Nigeria e migrazioni
La Nigeria è diventata un Paese prioritario per Italia e Unione europea in termini di cooperazione internazionale perché tra i principali Paesi d’origine dei migranti arrivati sulle coste italiane a partire dal 2015. L’Unione europea ha in corso al momento otto progetti finanziati attraverso il Trust fund. Il fondo di emergenza è stato concepito nel 2015 per contrastare le cause dell’emigrazione africana. Difficile però impattare sulle cause della disparità sociale in Nigeria, che è alimentata soprattutto da cause interne.
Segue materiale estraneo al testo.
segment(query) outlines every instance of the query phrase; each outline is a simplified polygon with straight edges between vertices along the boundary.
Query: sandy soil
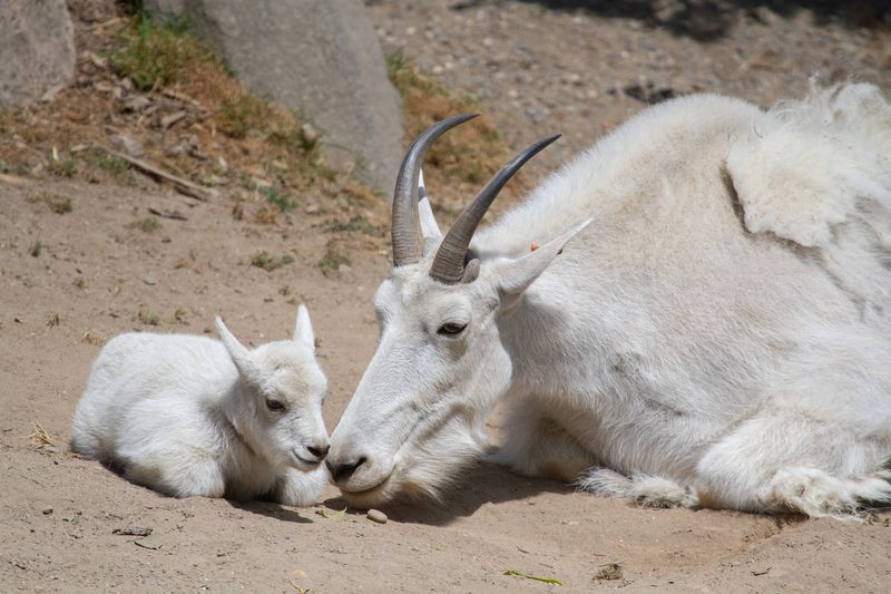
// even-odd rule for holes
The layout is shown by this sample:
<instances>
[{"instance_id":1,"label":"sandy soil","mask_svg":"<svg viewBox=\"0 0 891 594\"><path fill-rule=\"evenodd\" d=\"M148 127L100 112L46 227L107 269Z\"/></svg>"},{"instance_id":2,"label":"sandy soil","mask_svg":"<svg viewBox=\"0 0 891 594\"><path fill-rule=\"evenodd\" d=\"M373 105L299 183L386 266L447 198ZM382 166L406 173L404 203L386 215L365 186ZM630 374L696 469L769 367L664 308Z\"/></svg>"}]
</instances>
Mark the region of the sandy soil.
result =
<instances>
[{"instance_id":1,"label":"sandy soil","mask_svg":"<svg viewBox=\"0 0 891 594\"><path fill-rule=\"evenodd\" d=\"M665 51L681 52L678 61L687 51L684 48L699 52L696 56L722 51L737 56L726 45L743 35L731 28L717 41L685 41L662 29L639 23L635 28L631 19L608 20L585 10L547 12L535 2L464 2L469 8L460 10L419 4L421 12L396 13L388 2L372 3L371 10L384 42L408 46L431 72L437 64L427 52L432 50L405 40L414 39L423 31L421 23L433 17L440 23L452 22L448 30L458 31L461 21L456 19L492 7L503 7L505 18L533 18L539 27L549 23L550 31L582 19L578 27L587 23L595 38L623 31L630 39L652 37L658 47L668 48ZM839 47L850 52L832 53L825 58L830 66L864 78L874 75L891 88L889 62L881 61L883 55L869 31L802 16L760 19L753 27L774 27L771 39L800 36L792 37L800 42L790 43L790 52L781 52L783 59L796 59L793 53L809 36L825 36L830 41L823 37L811 41L809 59L816 59L820 40L831 45L838 39ZM408 27L415 27L415 33L403 37ZM392 33L395 30L401 32ZM467 35L471 33L469 28ZM507 32L496 36L490 46L506 43L506 37ZM525 42L531 43L530 39ZM496 87L486 84L492 77L473 67L479 52L489 47L483 41L484 37L479 39L473 51L470 42L461 46L470 48L462 50L467 61L456 58L454 64L469 66L448 70L443 66L442 76L466 87L476 85L476 76L480 88L490 89L482 94L482 105L502 118L506 129L511 129L510 114L527 114L522 117L529 119L528 128L511 138L519 147L528 139L525 135L536 137L557 120L535 121L528 115L533 111L525 111L528 106L522 103L515 107L496 100ZM675 45L677 49L672 49ZM589 47L600 51L600 46ZM776 42L771 48L776 50ZM509 48L501 51L516 53ZM537 64L545 62L547 76L560 76L555 64L541 58L548 53L533 51ZM744 51L743 64L755 55L754 49ZM744 74L757 68L755 61L748 64ZM730 82L719 76L721 68L715 69L716 74L697 76L714 77L719 90ZM677 77L688 76L682 70ZM635 70L610 71L614 89L617 71L629 80L619 86L637 80L636 74L628 74ZM656 80L656 69L647 72ZM754 77L761 87L743 80L738 90L768 103L803 88L800 77L792 84L784 76L763 68ZM624 91L610 94L606 86L587 88L572 80L567 92L576 89L585 98L589 90L597 91L590 109L609 117L620 119L643 106ZM656 82L664 85L668 81ZM538 91L530 95L531 103L544 100ZM550 113L555 111L559 110ZM594 118L590 113L565 117L569 147L588 144L605 126L598 119L580 130ZM337 515L343 506L336 499L313 508L170 499L79 459L68 451L70 419L104 337L131 330L209 332L213 315L222 313L243 340L260 343L287 335L295 304L305 301L321 339L321 363L331 380L329 429L374 351L371 296L389 270L385 240L326 231L324 205L312 214L296 211L280 224L262 225L234 217L225 197L205 203L143 185L140 189L46 176L0 177L0 591L887 591L889 514L842 523L645 509L481 465L470 469L462 486L441 505L395 504L384 509L389 523L380 525L352 509ZM71 201L70 213L52 212L50 204L59 198ZM133 225L147 216L149 207L178 211L187 220L161 218L161 226L151 232ZM352 262L332 277L317 266L330 242L336 242ZM287 253L295 261L266 272L249 264L260 250ZM157 325L147 323L155 315ZM46 429L55 447L40 448L29 437L35 423ZM329 495L334 498L336 491ZM151 534L115 534L136 528L150 528ZM506 572L558 580L562 586Z\"/></svg>"}]
</instances>

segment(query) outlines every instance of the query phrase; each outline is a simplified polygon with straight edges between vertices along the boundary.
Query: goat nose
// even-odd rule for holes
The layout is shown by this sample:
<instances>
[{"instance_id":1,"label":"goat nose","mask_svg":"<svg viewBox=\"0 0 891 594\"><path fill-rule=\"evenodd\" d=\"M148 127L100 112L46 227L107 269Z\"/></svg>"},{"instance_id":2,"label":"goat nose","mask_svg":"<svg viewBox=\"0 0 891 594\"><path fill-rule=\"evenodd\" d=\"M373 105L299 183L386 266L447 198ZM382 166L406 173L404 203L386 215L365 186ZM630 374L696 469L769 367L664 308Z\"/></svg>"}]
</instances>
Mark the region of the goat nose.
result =
<instances>
[{"instance_id":1,"label":"goat nose","mask_svg":"<svg viewBox=\"0 0 891 594\"><path fill-rule=\"evenodd\" d=\"M310 454L312 454L313 456L315 456L321 460L325 456L327 456L327 451L331 449L331 444L325 444L324 446L319 446L319 447L306 446L306 449L310 451Z\"/></svg>"},{"instance_id":2,"label":"goat nose","mask_svg":"<svg viewBox=\"0 0 891 594\"><path fill-rule=\"evenodd\" d=\"M362 456L354 462L346 462L346 464L331 464L331 461L326 461L325 466L327 466L329 473L331 473L331 478L334 479L334 483L340 483L341 480L346 480L353 473L355 473L356 468L365 464L366 458Z\"/></svg>"}]
</instances>

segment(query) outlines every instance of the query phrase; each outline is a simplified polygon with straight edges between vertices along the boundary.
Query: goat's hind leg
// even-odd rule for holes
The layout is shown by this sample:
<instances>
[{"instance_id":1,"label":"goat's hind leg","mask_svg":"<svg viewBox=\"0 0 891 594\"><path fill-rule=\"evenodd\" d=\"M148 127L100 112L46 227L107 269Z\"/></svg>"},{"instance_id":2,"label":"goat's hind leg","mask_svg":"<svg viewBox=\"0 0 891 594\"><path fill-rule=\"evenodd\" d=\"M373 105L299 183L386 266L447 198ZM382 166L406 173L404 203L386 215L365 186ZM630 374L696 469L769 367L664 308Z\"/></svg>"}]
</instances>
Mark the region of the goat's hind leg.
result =
<instances>
[{"instance_id":1,"label":"goat's hind leg","mask_svg":"<svg viewBox=\"0 0 891 594\"><path fill-rule=\"evenodd\" d=\"M707 507L850 516L891 504L887 439L800 411L768 409L716 442L697 466ZM884 451L883 451L884 450Z\"/></svg>"},{"instance_id":2,"label":"goat's hind leg","mask_svg":"<svg viewBox=\"0 0 891 594\"><path fill-rule=\"evenodd\" d=\"M626 477L609 468L593 467L576 483L599 497L634 499L644 507L698 507L694 490L670 478L654 475Z\"/></svg>"},{"instance_id":3,"label":"goat's hind leg","mask_svg":"<svg viewBox=\"0 0 891 594\"><path fill-rule=\"evenodd\" d=\"M219 464L213 458L166 454L141 457L125 465L127 480L173 497L223 497L226 488Z\"/></svg>"}]
</instances>

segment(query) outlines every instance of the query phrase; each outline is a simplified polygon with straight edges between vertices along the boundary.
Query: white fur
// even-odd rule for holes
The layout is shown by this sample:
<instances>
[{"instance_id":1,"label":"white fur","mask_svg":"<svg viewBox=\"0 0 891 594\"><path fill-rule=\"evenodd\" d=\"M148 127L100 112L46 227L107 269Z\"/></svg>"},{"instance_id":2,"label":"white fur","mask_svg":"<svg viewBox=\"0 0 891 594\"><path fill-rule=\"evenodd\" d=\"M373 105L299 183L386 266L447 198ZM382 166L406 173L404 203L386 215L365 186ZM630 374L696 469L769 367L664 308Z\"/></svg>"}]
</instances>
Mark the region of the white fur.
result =
<instances>
[{"instance_id":1,"label":"white fur","mask_svg":"<svg viewBox=\"0 0 891 594\"><path fill-rule=\"evenodd\" d=\"M506 399L492 459L528 475L649 505L888 503L889 196L874 87L646 109L477 234L476 281L429 276L438 241L393 270L332 435L332 468L361 461L339 485L360 505L435 491Z\"/></svg>"},{"instance_id":2,"label":"white fur","mask_svg":"<svg viewBox=\"0 0 891 594\"><path fill-rule=\"evenodd\" d=\"M219 318L216 324L222 342L148 333L111 340L75 411L71 449L175 497L314 503L329 480L319 464L329 446L326 380L306 308L293 340L249 351Z\"/></svg>"}]
</instances>

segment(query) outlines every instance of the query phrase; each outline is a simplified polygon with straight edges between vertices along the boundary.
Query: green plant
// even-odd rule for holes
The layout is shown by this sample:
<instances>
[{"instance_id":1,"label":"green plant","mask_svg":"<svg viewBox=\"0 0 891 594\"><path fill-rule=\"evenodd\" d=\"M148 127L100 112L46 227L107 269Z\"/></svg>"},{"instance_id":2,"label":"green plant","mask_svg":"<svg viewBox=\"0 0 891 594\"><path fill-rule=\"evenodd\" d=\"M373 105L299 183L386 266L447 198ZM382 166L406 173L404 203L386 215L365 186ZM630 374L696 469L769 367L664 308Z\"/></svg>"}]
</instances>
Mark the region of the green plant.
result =
<instances>
[{"instance_id":1,"label":"green plant","mask_svg":"<svg viewBox=\"0 0 891 594\"><path fill-rule=\"evenodd\" d=\"M151 313L148 308L139 308L139 312L136 314L136 317L146 325L160 324L160 317L157 313Z\"/></svg>"},{"instance_id":2,"label":"green plant","mask_svg":"<svg viewBox=\"0 0 891 594\"><path fill-rule=\"evenodd\" d=\"M185 27L172 23L158 25L144 13L136 14L121 33L124 47L108 56L115 72L133 80L139 90L148 90L177 81L194 61L213 59Z\"/></svg>"},{"instance_id":3,"label":"green plant","mask_svg":"<svg viewBox=\"0 0 891 594\"><path fill-rule=\"evenodd\" d=\"M68 196L58 196L49 194L46 197L49 210L56 214L68 214L72 211L71 198Z\"/></svg>"}]
</instances>

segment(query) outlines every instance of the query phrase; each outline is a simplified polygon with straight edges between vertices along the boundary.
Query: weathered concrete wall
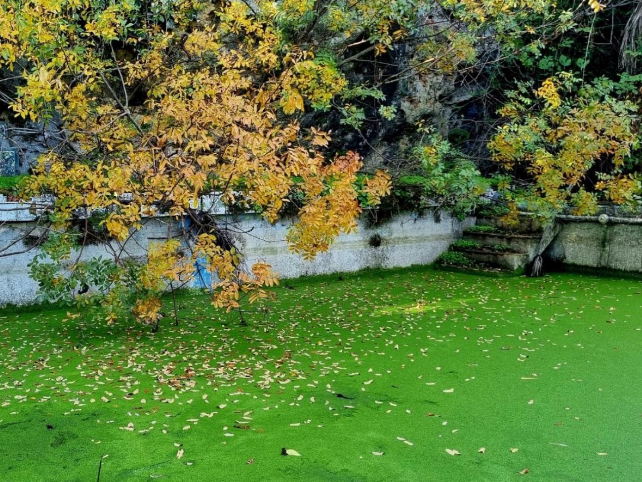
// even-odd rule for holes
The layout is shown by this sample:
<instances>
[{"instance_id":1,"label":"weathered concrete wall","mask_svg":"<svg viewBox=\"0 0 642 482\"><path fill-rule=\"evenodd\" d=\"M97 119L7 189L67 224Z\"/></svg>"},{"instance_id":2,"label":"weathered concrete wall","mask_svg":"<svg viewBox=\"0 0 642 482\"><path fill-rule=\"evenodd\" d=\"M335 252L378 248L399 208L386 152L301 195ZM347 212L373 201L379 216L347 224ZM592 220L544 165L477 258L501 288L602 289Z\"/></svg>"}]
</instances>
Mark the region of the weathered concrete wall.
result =
<instances>
[{"instance_id":1,"label":"weathered concrete wall","mask_svg":"<svg viewBox=\"0 0 642 482\"><path fill-rule=\"evenodd\" d=\"M356 233L339 236L329 251L309 262L288 250L285 242L288 221L270 225L255 215L245 215L236 220L235 229L240 233L236 242L245 254L245 262L250 265L259 260L266 262L282 278L431 263L461 236L465 226L474 224L472 219L461 222L446 213L440 222L432 217L417 218L410 213L395 216L376 228L361 222ZM31 221L0 223L0 248L33 226ZM130 256L143 256L144 248L152 241L166 238L168 229L170 233L176 229L175 224L168 222L168 219L148 219L124 249ZM369 244L375 235L381 237L381 245L377 247ZM26 247L21 241L7 250L19 254L0 257L0 305L22 304L36 299L38 286L30 278L27 267L35 251L19 253ZM119 249L116 245L112 248ZM109 257L110 249L101 245L89 245L82 254L83 258L98 256Z\"/></svg>"},{"instance_id":2,"label":"weathered concrete wall","mask_svg":"<svg viewBox=\"0 0 642 482\"><path fill-rule=\"evenodd\" d=\"M642 272L642 224L565 222L546 255L564 264Z\"/></svg>"}]
</instances>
Tra le caratteristiche dell’emigrazione nigeriana c’è la presenza di tante donne vittime di organizzazioni transnazionali dedite alla tratta.
Si è approfondita così anche la disparità sociale: quasi sette abitanti di Lagos su dieci vivono in comunità informali, simili a baraccopoli. La sperequazione tra ricchi e poveri è stata alimentata da una classe dirigente corrotta e da un contesto internazionale che ha accettato di pagare mazzette pur di continuare a lavorare in Nigeria.
Solo tra il 1965 e il 2005 Oxfam International stima che siano stati portati via dal Tesoro nigeriano almeno 20mila miliardi di dollari, denaro finito in casseforti offshore gestite da imprenditori compiacenti. Sono loro i protagonisti delle storie di questa serie d’inchiesta. Il furto di risorse pubbliche, tra le cause principali della cronica ineguaglianza che affligge la società nigeriana, non si è peraltro interrotto nei 15 anni di cui le statistiche non tengono conto.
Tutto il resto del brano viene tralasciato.